The islands that constitute Indonesia are like a rare collection of precious stones - each unique, all beautiful.
Indonesia's 17,700 islands have lured explorers and travellers to their sandy shores and treacherous mountains for centuries.
To the north it shares borders with Palau, the Philippines, Malaysia, Vietnam, Singapore, Thailand and India.
Surrounded by exotic and beautiful countries and utterly gorgeous itself, Indonesia is an unmissable destination.
But the mesmerising beauty of the country's verdant, jewel-like islands cannot hide the fact that Indonesia can be a problematic country for travellers.
Centuries of religious sparring, racial divides, destructive natural disasters and government corruption have all tainted Indonesia's idyllic paradise image.
However, the country is so incredibly vast and diverse, it often feels like a small continent within itself. So, while some regions may experience some form of unrest, others are perfectly safe for travellers to enjoy.

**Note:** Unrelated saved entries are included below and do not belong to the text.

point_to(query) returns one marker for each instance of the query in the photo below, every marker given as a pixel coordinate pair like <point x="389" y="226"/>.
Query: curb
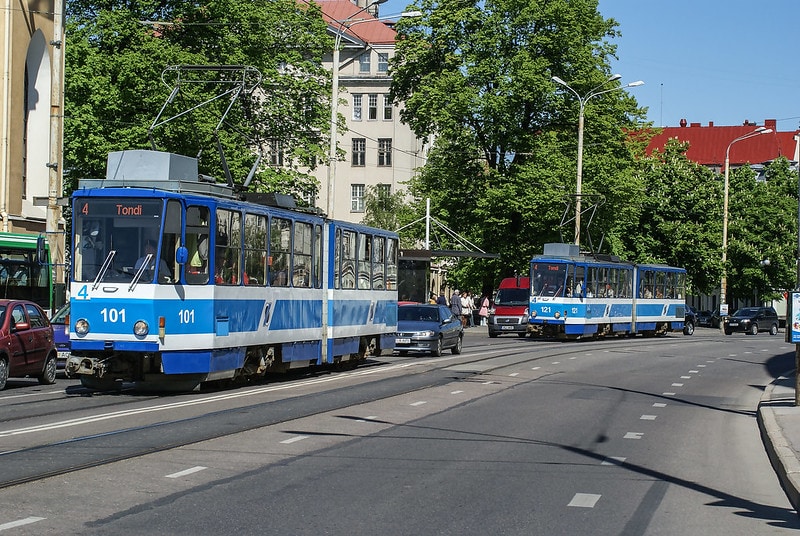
<point x="783" y="458"/>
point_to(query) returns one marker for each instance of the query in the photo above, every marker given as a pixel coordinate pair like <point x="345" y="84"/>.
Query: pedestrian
<point x="467" y="306"/>
<point x="483" y="312"/>
<point x="455" y="303"/>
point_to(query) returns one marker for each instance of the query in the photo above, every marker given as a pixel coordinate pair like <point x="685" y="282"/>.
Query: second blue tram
<point x="576" y="295"/>
<point x="176" y="281"/>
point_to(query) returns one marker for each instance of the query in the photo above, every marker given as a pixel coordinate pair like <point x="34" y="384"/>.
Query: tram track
<point x="96" y="449"/>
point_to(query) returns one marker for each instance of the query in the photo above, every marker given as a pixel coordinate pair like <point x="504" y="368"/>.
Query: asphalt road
<point x="644" y="436"/>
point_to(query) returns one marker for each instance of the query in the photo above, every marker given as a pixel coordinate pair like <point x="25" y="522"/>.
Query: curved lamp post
<point x="582" y="101"/>
<point x="724" y="282"/>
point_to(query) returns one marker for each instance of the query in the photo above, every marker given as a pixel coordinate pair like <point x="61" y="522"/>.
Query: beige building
<point x="31" y="119"/>
<point x="378" y="150"/>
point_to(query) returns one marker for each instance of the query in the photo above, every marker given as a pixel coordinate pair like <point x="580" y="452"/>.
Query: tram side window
<point x="228" y="247"/>
<point x="646" y="284"/>
<point x="337" y="260"/>
<point x="316" y="274"/>
<point x="391" y="264"/>
<point x="364" y="261"/>
<point x="168" y="270"/>
<point x="197" y="224"/>
<point x="280" y="251"/>
<point x="255" y="250"/>
<point x="660" y="284"/>
<point x="378" y="261"/>
<point x="349" y="245"/>
<point x="303" y="246"/>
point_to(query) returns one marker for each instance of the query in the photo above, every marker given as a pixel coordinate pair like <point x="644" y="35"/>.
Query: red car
<point x="27" y="347"/>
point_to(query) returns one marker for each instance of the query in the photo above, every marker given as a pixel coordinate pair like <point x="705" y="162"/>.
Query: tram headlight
<point x="140" y="328"/>
<point x="82" y="326"/>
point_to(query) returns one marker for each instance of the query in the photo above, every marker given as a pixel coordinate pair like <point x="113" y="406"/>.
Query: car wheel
<point x="459" y="342"/>
<point x="3" y="372"/>
<point x="48" y="375"/>
<point x="437" y="352"/>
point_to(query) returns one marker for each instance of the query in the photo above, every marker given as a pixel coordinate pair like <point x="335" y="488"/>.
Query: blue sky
<point x="720" y="61"/>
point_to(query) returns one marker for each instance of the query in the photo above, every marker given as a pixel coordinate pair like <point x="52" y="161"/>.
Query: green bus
<point x="23" y="274"/>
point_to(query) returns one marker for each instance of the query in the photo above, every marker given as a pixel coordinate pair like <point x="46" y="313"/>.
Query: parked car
<point x="689" y="320"/>
<point x="427" y="328"/>
<point x="26" y="342"/>
<point x="704" y="319"/>
<point x="751" y="320"/>
<point x="60" y="322"/>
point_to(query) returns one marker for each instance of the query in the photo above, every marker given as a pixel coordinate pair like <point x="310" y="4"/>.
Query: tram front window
<point x="549" y="279"/>
<point x="110" y="235"/>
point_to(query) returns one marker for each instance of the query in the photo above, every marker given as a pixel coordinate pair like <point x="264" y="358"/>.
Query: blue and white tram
<point x="175" y="282"/>
<point x="576" y="295"/>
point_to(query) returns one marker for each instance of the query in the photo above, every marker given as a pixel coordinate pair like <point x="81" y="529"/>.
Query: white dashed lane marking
<point x="293" y="440"/>
<point x="20" y="522"/>
<point x="584" y="500"/>
<point x="189" y="471"/>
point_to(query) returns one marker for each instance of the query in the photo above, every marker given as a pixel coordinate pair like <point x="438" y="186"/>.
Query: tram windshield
<point x="119" y="240"/>
<point x="549" y="279"/>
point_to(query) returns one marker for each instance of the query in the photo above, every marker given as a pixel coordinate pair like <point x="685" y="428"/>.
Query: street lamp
<point x="723" y="292"/>
<point x="343" y="26"/>
<point x="582" y="101"/>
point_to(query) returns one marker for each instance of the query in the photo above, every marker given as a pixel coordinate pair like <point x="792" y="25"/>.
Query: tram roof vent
<point x="150" y="166"/>
<point x="556" y="249"/>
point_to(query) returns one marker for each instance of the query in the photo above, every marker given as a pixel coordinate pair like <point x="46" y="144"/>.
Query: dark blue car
<point x="427" y="328"/>
<point x="60" y="323"/>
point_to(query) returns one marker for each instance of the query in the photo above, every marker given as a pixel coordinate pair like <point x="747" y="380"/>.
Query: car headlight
<point x="140" y="328"/>
<point x="82" y="326"/>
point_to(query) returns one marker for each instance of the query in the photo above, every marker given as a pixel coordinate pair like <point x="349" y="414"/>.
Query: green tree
<point x="476" y="76"/>
<point x="680" y="221"/>
<point x="762" y="224"/>
<point x="113" y="89"/>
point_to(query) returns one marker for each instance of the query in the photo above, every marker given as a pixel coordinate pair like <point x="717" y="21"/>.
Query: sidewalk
<point x="779" y="422"/>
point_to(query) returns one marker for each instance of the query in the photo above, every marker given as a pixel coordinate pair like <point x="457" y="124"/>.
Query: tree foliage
<point x="477" y="78"/>
<point x="113" y="90"/>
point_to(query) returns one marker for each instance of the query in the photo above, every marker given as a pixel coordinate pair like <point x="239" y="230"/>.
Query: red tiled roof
<point x="335" y="12"/>
<point x="708" y="144"/>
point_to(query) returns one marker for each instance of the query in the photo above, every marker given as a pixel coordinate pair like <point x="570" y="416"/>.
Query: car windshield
<point x="418" y="314"/>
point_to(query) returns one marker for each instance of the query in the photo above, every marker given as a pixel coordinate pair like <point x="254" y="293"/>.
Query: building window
<point x="364" y="62"/>
<point x="359" y="152"/>
<point x="384" y="190"/>
<point x="383" y="62"/>
<point x="275" y="153"/>
<point x="387" y="108"/>
<point x="373" y="106"/>
<point x="356" y="198"/>
<point x="357" y="98"/>
<point x="385" y="152"/>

Nonetheless, travellers are advised to keep abreast of the news in particularly troubled regions such as Aceh and West Timor before they plan any trips.
Simply deciding where to get your teeth into this vast country is not an easy task. Provinces are grouped under main islands and their surroundings. There are a family of seven provinces, each with their own unique beauty and culture.
Sumatra - the big brother of the seven - is the sixth largest island in the world. It is home to the now troubled region of Aceh and the popular Riau islands just off Singapore.
Accessible only by boat, the Riau islands of Bintan and Bantam, offer travellers a 'safe' resort-style atmosphere with typically sandy beaches, peachy sunsets and tropical splendour.
However, visitors are warned not to stray to the seedier southern regions of the islands, particularly Bitam where there is a disarming mix of prostitutes and eerily quiet beaches.
More adventurous travellers should head for Borneo (Kalimantan) where they can scale mountains, trek through jungles and perhaps even meet a few orang-utans who have claimed the island as their own.
The third largest island in the world after Greenland and New Guinea, Borneo is divided between Indonesia, Malaysia and Brunei.
Highlights of a trip to this stunning island include: a tour of Gaya Island to see the coral reef and the giant clams; a sojourn to Labuk Bay to see the ginger-haired Proboscis monkeys; or a visit to Mulu National Park to see the wrinkled-lipped bats.
However, if you're seduced by the frenetic allure of the city, head to Java - home of the capital, Jakarta, and 65 per cent of Indonesia's population of 200 million.
Famous for being a blend of coffee as well as the most populated island in the world, Java is where Indonesia's diverse cultures meet.
The main thing Indonesians have in common is religion (almost 90 per cent are Muslim) while each island has its own unique, delectable culture.
Bahasa Indonesia, a modified form of Malay, is the official language, while English, Dutch and a plethora of other dialects are spoken, the most common of which is Javanese. And it is in Java where travellers can experience the diversity of Indonesian culture.
Other island groups include: the famous, largely unexplored 'Spice Islands' (Malauku); Irian Jaya, one of the most wild, remote places in the world; Nusa Tenggara, home of the beautiful - but now troubled, Bali; and Sulawesi, home of Indonesia's largest marine park.
Travel in Indonesia is rewarding despite its recent bad luck with natural disasters, terrorist attacks and racial violence.
However, visitors who do their homework and remain vigilant while travelling in Indonesia will be richly rewarded.